GO to spec 10D. Both unvalidated mechanisms are proven:

  1. The identity bundle escrows + recovers exactly like K (age scrypt+AEAD; wrong-R fails closed) → reuse the 10C Consume shape.
  2. Tunnel re-establishment is automatic: run the recovered token on the new box → the customer's hostname routes there (no DNS step). The old connector is a hot standby, superseded in routing.
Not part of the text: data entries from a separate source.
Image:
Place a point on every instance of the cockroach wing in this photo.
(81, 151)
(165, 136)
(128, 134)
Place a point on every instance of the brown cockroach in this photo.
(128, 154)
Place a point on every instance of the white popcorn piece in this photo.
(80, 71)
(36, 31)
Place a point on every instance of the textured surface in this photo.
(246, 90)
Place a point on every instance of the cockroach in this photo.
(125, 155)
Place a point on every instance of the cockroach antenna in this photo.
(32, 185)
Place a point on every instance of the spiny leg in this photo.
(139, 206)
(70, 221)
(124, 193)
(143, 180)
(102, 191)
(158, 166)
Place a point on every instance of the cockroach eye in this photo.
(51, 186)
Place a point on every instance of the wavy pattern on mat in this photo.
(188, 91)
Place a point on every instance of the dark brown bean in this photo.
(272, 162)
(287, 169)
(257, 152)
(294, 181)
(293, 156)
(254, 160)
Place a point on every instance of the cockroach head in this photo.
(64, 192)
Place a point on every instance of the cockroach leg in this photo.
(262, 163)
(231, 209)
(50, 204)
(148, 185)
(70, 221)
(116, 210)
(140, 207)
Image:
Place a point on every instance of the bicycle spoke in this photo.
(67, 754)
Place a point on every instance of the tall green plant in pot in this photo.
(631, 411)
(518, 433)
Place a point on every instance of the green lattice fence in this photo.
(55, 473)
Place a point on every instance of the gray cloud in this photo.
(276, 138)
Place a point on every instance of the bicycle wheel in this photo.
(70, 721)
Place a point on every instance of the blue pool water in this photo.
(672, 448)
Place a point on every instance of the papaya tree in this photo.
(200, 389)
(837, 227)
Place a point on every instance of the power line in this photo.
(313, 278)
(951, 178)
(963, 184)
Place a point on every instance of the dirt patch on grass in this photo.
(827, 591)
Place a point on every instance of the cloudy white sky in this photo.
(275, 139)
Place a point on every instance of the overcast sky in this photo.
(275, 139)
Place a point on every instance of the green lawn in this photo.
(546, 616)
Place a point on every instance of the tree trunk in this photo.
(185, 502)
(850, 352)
The 10D spec MUST include (consequences of this spike):

  • Identity-escrow CREATION at provisioning (extend slice-7 escrow to also emit the identity blob: {tunnel_token, pbs_token, …} wrapped under the SAME R, or a sibling blob) — so DR has it.
  • Restore-mode consumption of the identity blob (10C Consume pattern; R by hand) + install the tunnel/PBS tokens.
  • The new box must run the tunnel's expected origin (restore orchestration brings up traefik/apps before/with the connector), OR DR uses a locally-managed tunnel config.
  • Cred ROTATION after re-establishment (rotate tunnel + PBS tokens; delete the stale connector) — the security capstone for host-LOSS DR. Requires an Account Cloudflare-Tunnel-scoped credential on the hub (broader than the current WAF-only zone token).

4. Teardown (verify the live demo is untouched)
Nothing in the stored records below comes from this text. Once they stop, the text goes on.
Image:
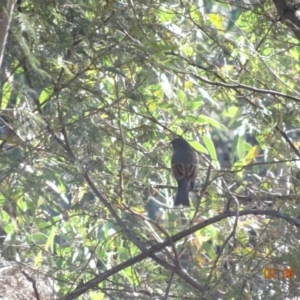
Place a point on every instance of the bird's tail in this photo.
(182, 195)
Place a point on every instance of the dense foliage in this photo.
(92, 92)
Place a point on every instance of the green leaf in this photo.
(197, 146)
(45, 95)
(202, 119)
(211, 149)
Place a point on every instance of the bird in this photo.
(184, 168)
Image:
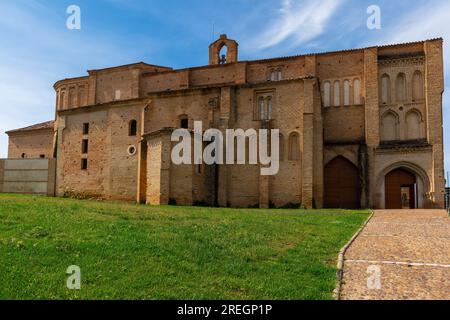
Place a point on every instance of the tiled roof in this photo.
(39, 126)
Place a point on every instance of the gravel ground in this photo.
(400, 255)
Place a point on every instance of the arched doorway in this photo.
(401, 190)
(342, 185)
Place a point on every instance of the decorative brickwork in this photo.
(379, 108)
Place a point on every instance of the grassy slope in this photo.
(128, 251)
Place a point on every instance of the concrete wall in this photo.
(31, 144)
(28, 176)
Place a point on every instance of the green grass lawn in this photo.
(128, 251)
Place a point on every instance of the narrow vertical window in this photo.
(281, 142)
(337, 94)
(85, 128)
(385, 89)
(356, 92)
(346, 93)
(84, 164)
(269, 108)
(327, 94)
(62, 99)
(401, 87)
(261, 109)
(294, 147)
(132, 130)
(84, 146)
(418, 87)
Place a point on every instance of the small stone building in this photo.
(358, 128)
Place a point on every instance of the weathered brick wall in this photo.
(227, 99)
(434, 89)
(33, 144)
(112, 171)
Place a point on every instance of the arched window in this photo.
(385, 89)
(81, 96)
(269, 108)
(223, 54)
(346, 93)
(400, 87)
(327, 94)
(62, 98)
(337, 94)
(72, 97)
(418, 88)
(281, 142)
(414, 125)
(389, 126)
(356, 92)
(132, 129)
(261, 109)
(294, 147)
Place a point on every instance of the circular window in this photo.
(132, 150)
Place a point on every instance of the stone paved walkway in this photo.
(408, 249)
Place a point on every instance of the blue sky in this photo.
(37, 49)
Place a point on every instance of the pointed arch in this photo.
(223, 53)
(389, 126)
(342, 184)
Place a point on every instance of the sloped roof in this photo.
(39, 126)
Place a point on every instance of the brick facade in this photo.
(380, 108)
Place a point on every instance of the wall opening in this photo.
(401, 190)
(342, 184)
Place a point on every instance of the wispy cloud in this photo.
(297, 21)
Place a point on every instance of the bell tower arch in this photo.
(223, 51)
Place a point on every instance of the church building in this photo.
(359, 128)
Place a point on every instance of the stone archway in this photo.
(422, 188)
(401, 190)
(342, 184)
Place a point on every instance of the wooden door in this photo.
(396, 184)
(342, 185)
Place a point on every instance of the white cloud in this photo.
(298, 21)
(429, 21)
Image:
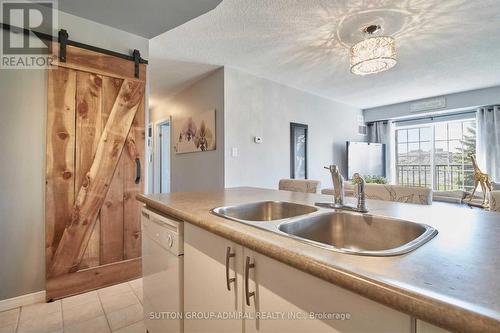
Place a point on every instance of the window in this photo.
(435, 155)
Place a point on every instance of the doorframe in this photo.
(293, 126)
(157, 154)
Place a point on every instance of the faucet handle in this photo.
(332, 168)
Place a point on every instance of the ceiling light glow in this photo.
(373, 55)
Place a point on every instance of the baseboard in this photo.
(28, 299)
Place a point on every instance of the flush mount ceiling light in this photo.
(373, 55)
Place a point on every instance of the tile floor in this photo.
(113, 309)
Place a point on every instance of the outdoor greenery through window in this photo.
(435, 155)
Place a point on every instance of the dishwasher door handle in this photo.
(229, 280)
(248, 294)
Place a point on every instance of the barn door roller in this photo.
(63, 39)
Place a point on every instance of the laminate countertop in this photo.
(453, 281)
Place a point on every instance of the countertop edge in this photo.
(453, 318)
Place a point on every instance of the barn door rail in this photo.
(63, 40)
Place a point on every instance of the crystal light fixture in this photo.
(373, 55)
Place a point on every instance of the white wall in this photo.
(462, 100)
(201, 170)
(259, 107)
(22, 139)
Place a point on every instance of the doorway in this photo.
(163, 152)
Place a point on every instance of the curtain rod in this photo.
(424, 118)
(48, 37)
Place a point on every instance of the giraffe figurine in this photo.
(480, 178)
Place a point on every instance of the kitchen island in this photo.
(452, 281)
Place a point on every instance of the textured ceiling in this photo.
(146, 18)
(443, 46)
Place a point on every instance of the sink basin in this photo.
(360, 234)
(264, 211)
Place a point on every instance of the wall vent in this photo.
(362, 130)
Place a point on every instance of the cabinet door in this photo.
(285, 298)
(205, 285)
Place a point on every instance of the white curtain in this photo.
(383, 132)
(488, 140)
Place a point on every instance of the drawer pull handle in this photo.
(228, 256)
(248, 294)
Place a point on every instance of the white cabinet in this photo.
(423, 327)
(206, 290)
(283, 297)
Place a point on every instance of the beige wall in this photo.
(22, 141)
(259, 107)
(201, 170)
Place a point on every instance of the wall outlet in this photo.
(234, 152)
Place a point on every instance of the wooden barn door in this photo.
(95, 150)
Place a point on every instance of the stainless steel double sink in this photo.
(333, 229)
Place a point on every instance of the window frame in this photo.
(432, 124)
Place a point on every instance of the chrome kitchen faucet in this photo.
(338, 192)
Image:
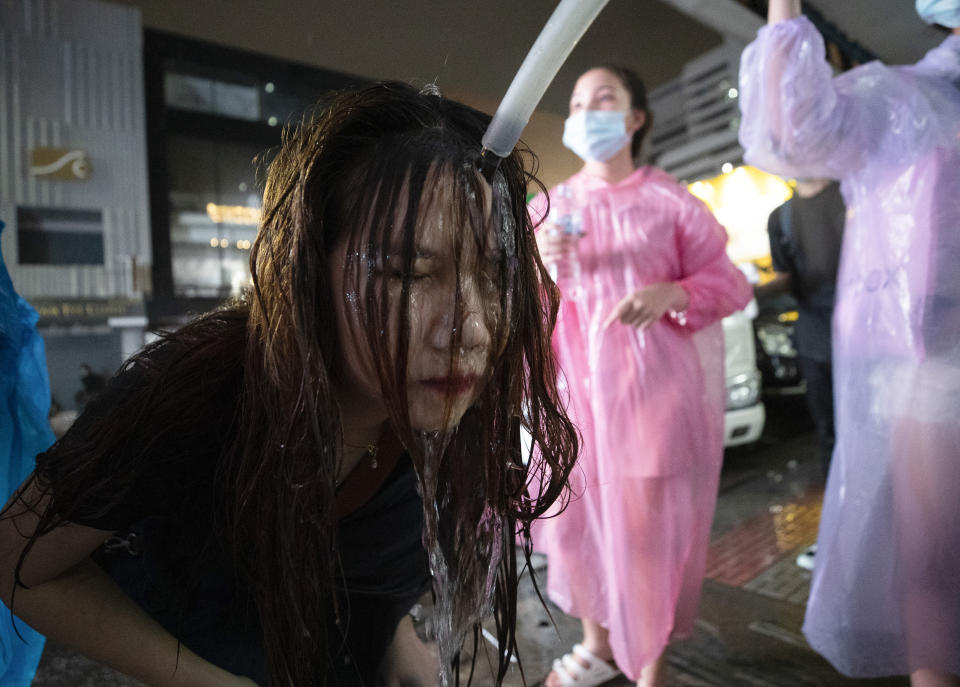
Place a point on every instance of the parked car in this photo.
(745, 414)
(776, 352)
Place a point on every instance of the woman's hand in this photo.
(408, 661)
(555, 244)
(644, 307)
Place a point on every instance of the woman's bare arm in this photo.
(69, 598)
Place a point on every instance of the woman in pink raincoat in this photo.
(885, 597)
(641, 351)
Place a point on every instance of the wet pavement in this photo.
(748, 632)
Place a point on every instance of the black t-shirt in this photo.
(180, 570)
(806, 244)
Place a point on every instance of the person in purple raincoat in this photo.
(885, 598)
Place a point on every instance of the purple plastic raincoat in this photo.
(629, 552)
(886, 589)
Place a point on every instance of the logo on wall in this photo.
(60, 163)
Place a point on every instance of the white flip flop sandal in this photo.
(574, 674)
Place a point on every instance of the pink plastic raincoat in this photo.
(886, 589)
(629, 551)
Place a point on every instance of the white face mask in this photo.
(596, 135)
(943, 12)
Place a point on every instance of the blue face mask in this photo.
(596, 135)
(943, 12)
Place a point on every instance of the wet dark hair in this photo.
(359, 170)
(638, 99)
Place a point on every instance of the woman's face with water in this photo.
(451, 349)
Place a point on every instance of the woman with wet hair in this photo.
(242, 504)
(640, 346)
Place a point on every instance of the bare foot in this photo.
(602, 652)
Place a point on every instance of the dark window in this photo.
(59, 236)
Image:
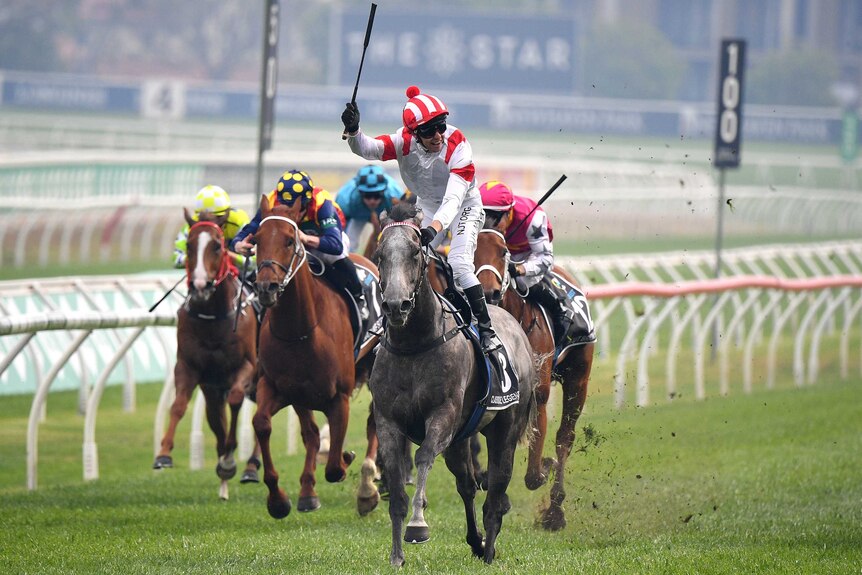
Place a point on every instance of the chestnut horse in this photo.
(572, 369)
(209, 352)
(306, 359)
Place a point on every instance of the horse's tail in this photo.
(530, 430)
  • Connectors stopped + removed on both boxes (cloudflared + the HTTPS/responder units); cloudflared binaries removed; /etc/hosts traefik entries removed.
  • DNS: the throwaway dr-spike.demo-felhom.eu record deleted; the live *.demo-felhom.eu wildcard + all other records untouched; the sajatfelhom.hu test record (created then abandoned on the zone-switch) deleted.
  • Tunnel: its remote config was never modified (the API token lacked cfd_tunnel permission) — so demo-minipc returns to exactly its prior state (no spike connectors; the demo's own connector reclaims it when the demo guest restarts).
  • Secrets shredded: R, the identity bundle/blob, the tunnel token, the API token, the cloudflared credentials file (AccountTag/TunnelID/TunnelSecret), the throwaway age harness. No secret committed.

Out of scope (note; don't build — → 10D spec)

  • The recovery-mode toggle + re-enroll handshake + cred rotation.
  • Identity-escrow creation wired into provisioning (slice-7 escrow extension).
  • The restore orchestration (consume → pull → RestoreLXC → bring up origin → re-establish under identity).